Elle se refit un grand quart de café qu’elle avala à petites gorgées. Il y eut du bruit non loin d’eux et les deux Allemands sursautèrent. Elle vit que Stefan regardait vers la Volvo comme pour y trouver refuge ou peut-être y prendre quelque chose, une arme. Elle avait elle-même une carabine de chasse et on avait raconté tellement de choses sur les mauvaises rencontres que l’on pouvait faire avec les mafiosi de Naples.

— Un sanglier peut-être.

— Non, dit Olga en souriant, une grosse quantité de neige qui vient de tomber d’un arbre.

— La température se radoucit, dit la Mamma.

Elle sortit ses cigarillos guatémaltèques et ils en prirent chacun un. Elle en fut surprise, pensa qu’ils finiraient par les jeter mais ils parurent apprécier leur parfum un peu sauvage.

— Nous allons bientôt basculer sur l’adret, dit-elle, et je pense que le soleil de l’après-midi nous aidera un peu en faisant fondre la neige.

De la main elle montrait une zone de ciel bleu qui devait s’étendre sur la partie méridionale de la montagne. Elle supposait que Dioni était bien exposé, sinon pourquoi des dignitaires mussoliniens auraient-ils choisi ce coin pour leurs vacances ?

Mais pour accéder au col ce fut une sorte d’épopée et ils devaient pelleter la neige sans arrêt au point que la Mamma se demanda si elle n’allait pas renoncer. Kovask et Peter se trouvaient sur l’autre flanc de la montagne peut-être. Ils atteindraient Dioni avant elle, débrouilleraient l’affaire. Elle s’était obstinée, trop fière pour demander que quelqu’un l’accompagne, affirmant qu’elle pouvait aller seule, qu’ainsi elle attirerait moins l’attention mais c’était bien fichu. Olga et Stefan l’avaient remarquée, eux, et devaient savoir ce qu’elle venait faire dans le coin alors qu’elle ignorait pourquoi ils s’y trouvaient.

— Je me demande, haleta-t-elle, si je ne vais pas faire demi-tour. À mon âge ce genre de sport n’est pas conseillé.

— Ne vous inquiétez pas, dit la fille blonde, on s’occupe de tout. Allez-vous asseoir dans votre voiture. On vous fera signe quand vous pourrez y aller.

Prévenants avec ça ! Revenue dans sa Fiat elle but un peu d’eau, épongea son front et essaya de réfléchir. Peut-être que si elle décidait de faire demi-tour ils seraient très ennuyés.

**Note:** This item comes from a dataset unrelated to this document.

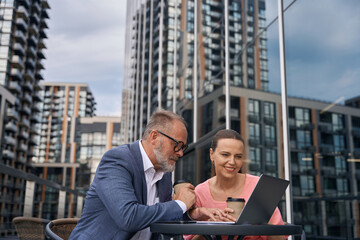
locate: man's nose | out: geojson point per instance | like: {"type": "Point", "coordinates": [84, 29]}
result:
{"type": "Point", "coordinates": [180, 153]}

Si c’était le cas n’était-ce pas la preuve qu’ils avaient besoin d’elle, qu’ils comptaient sur elle pour résoudre une difficulté ?

Étaient-ils des amis de Macha Loven ? C’était fort possible. La recherchaient-ils, ou bien y avait-il une autre explication à leur présence.

Olga lui fit signe qu’elle pouvait avancer et elle mit en route, roula très lentement entre deux murs de neige. La Fiat se dressa soudain de façon invraisemblable pour franchir une butte qu’ils n’avaient pas eu le courage de pelleter entièrement, bascula soudain et resta pendue par le milieu avec ses roues arrière qui patinaient. En riant les deux jeunes gens poussèrent de toutes leurs forces et le mauvais passage fut franchi mais ce n’était pas le seul, malheureusement.

10

Durant les semaines qui suivirent l’attentat de Bologne, Macha Loven travaillait souvent cinquante heures pour regrouper tous les renseignements nécessaires à son hypothèse. Non seulement elle surveillait étroitement les ordres bancaires, les données en mémoire et les sorties financières mais elle effectuait en dehors, dans différents endroits, journaux, bibliothèques et chez elle un travail de recherche énorme. Elle accumulait toutes les informations sur les échanges commerciaux entre l’Italie d’une part, Israël et le Liban, et sur la manière dont ces transactions étaient réglées.